# Have you done an inter-club Muay Thai fight?



## Mandirigma (Oct 8, 2009)

If you have, how long did you train for before you had your first fight?

Did you feel you did well, did you feel you went to early, too late?

Would like to hear your experiences.

Thanks.


----------



## rsp84 (Dec 9, 2008)

I did one after a year of training, but its important to know how many times you train a week, for mine, id lost over a stone of muscule after quitting weights to train thai, and i did one a week for bout 6-8months, but then i picked it up to 3 times a week. The interclub i did was fully padded, but you could hit as hard as you wanted, no light shots necessary, and after it was over 3 rounds, i won but i was sooooooo exhausted i had to sit down for about 30mins and not move. It was embarassing to look back, so after that i trained more times a week, i went to the sqaud fighters training sessions, and most importantly i ran at least twice a week.

Your first matchup should be of someone with the same time spent training, but you can gain the edge by being in good conditon, as most earlier fights will boil down to endurance not technique.

But if you do many classes a week like some of the my mates i got into thai, did thier first interclub after 6months,


----------



## Mandirigma (Oct 8, 2009)

Thansk for your reply rsp.

Dude, Im currently doing it 4 times a week.

I will have to lose some weight as at the moment, Im 13 stone at 5'7, stocky not fat (as was into bodybuilding).

Sounds pretty good, perhaps I can do an interclub within the year at this rate!

Looks promising and I jog and do 1 session HIT.

The reason I asked is I went to an interclub comp on sat just gone watching the fellahs at the gym I go to fight. After watching all of the fights, I really did think Id love to do a bit of that, even if its just the once. They had gloves and shin pads on.

Cheers.


----------



## rsp84 (Dec 9, 2008)

you'll have no problems mate. its probably a good idea to lose a lil muscule if your only doing thai, coz the heavier guys are well tall, unlike in mma. Im 5ft 8", lost a stone for the first interclub, then a year after that (had to wait til one came round for me) i was fighting at my natural weight of 9st 4bls.

If you feel your ready before a year is up ask your trainer if they think your ready. There are way more interclubs going on now days then compared to 5 years ago, so you should have to wait long for your oppurtunity.

Happy training mate.


----------



## Mandirigma (Oct 8, 2009)

Spoke to more of the lads and they did their first inter comp approx. 6 months after starting!

The bird from our gym who is fighting on dec 05 muay thai legends in croydon started 9 months ago, this is also without shin guards, not sure if without head guards.

Good news on the weight loss so far though, down to 12.3 stone.

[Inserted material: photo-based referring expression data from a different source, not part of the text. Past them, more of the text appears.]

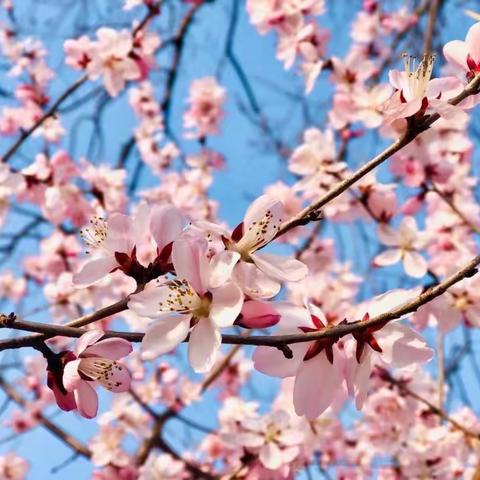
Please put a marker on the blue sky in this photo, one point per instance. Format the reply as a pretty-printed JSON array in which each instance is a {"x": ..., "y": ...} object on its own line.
[{"x": 249, "y": 166}]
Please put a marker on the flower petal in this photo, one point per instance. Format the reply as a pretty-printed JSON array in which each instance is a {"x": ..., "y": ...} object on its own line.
[
  {"x": 254, "y": 282},
  {"x": 316, "y": 385},
  {"x": 71, "y": 378},
  {"x": 190, "y": 261},
  {"x": 166, "y": 224},
  {"x": 415, "y": 265},
  {"x": 271, "y": 361},
  {"x": 456, "y": 52},
  {"x": 226, "y": 305},
  {"x": 280, "y": 267},
  {"x": 164, "y": 335},
  {"x": 87, "y": 400},
  {"x": 388, "y": 257},
  {"x": 221, "y": 267},
  {"x": 473, "y": 41},
  {"x": 271, "y": 456},
  {"x": 87, "y": 339},
  {"x": 261, "y": 223},
  {"x": 402, "y": 346},
  {"x": 203, "y": 345},
  {"x": 164, "y": 300},
  {"x": 112, "y": 348},
  {"x": 256, "y": 314}
]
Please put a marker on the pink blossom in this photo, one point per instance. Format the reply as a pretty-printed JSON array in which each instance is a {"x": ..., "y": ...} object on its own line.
[
  {"x": 162, "y": 465},
  {"x": 13, "y": 467},
  {"x": 200, "y": 301},
  {"x": 272, "y": 437},
  {"x": 415, "y": 92},
  {"x": 316, "y": 365},
  {"x": 109, "y": 56},
  {"x": 465, "y": 55},
  {"x": 95, "y": 361},
  {"x": 115, "y": 242},
  {"x": 259, "y": 227},
  {"x": 404, "y": 244},
  {"x": 393, "y": 344}
]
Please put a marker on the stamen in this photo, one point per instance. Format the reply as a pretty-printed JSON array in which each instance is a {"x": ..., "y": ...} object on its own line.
[
  {"x": 101, "y": 370},
  {"x": 181, "y": 298},
  {"x": 95, "y": 235},
  {"x": 418, "y": 75}
]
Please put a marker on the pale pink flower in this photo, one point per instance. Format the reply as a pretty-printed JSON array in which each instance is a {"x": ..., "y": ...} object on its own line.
[
  {"x": 115, "y": 242},
  {"x": 206, "y": 101},
  {"x": 95, "y": 362},
  {"x": 10, "y": 184},
  {"x": 404, "y": 244},
  {"x": 201, "y": 301},
  {"x": 465, "y": 55},
  {"x": 162, "y": 466},
  {"x": 79, "y": 52},
  {"x": 392, "y": 344},
  {"x": 13, "y": 467},
  {"x": 109, "y": 56},
  {"x": 316, "y": 365},
  {"x": 257, "y": 314},
  {"x": 259, "y": 227},
  {"x": 368, "y": 104},
  {"x": 11, "y": 287},
  {"x": 415, "y": 92},
  {"x": 107, "y": 449},
  {"x": 272, "y": 437}
]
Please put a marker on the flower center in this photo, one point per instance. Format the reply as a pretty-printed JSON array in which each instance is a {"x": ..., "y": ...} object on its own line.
[
  {"x": 95, "y": 235},
  {"x": 418, "y": 75},
  {"x": 101, "y": 370}
]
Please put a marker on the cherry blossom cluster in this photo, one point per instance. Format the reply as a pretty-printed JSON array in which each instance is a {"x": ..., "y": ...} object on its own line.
[{"x": 203, "y": 349}]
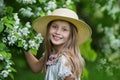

Goal is 11 stone come feb.


----------



## rsp84 (Dec 9, 2008)

god, so youve lost 11lbs in a couple weeks, good going mate. you should be well on target for feb. Yea, some ppl can do it after a few months, all depends who they face. its ok if the other persons done it for 6months, if not, it will probably be one sided in the ring.

youve just gotta trust in your trainer to match u up fairly.


----------



## Mandirigma (Oct 8, 2009)

i would guess half is water weight though.

my drive to get one of those medal type things is goal moment, i havent earnt any trophys or medals and time is ticking :sad:, even if it is just something to say ive taken part in it (since inters have no declared winners).

thanks again for your comments rsp.


----------



## rsp84 (Dec 9, 2008)

u can win hundreds of medals and throphies but its the respect you give yourself, and that gained from your trainer partners, coaches and oppentants. but its nice to show the future kids/grandkids when your older and say...look what i used to do :happy:

I tried throwing the ones ive gained away when i moved down here, but my old man took them and said its made him proud, and kept them in his closet back in herts.


----------



## Nickshally (May 15, 2011)

i done my first interclub after about 7 months of training,im also heavy for my height,im 5'7" and about 78kg,and lad i was matched against was 80kg and 5'10"ish,it was also his 3rd interclub so not a great match really lol.

i really enjoyed it tho and was told by my coach i done really well so was happy with that lol.


----------



## BRUN (Nov 4, 2009)

ive not done any and i do think about it, ive been going 2-3 times a week for about 18 months now but ive never really been a naturally athletic person and ive struggled with sparring too at times, i keep thinking i could do one but never gone for it


----------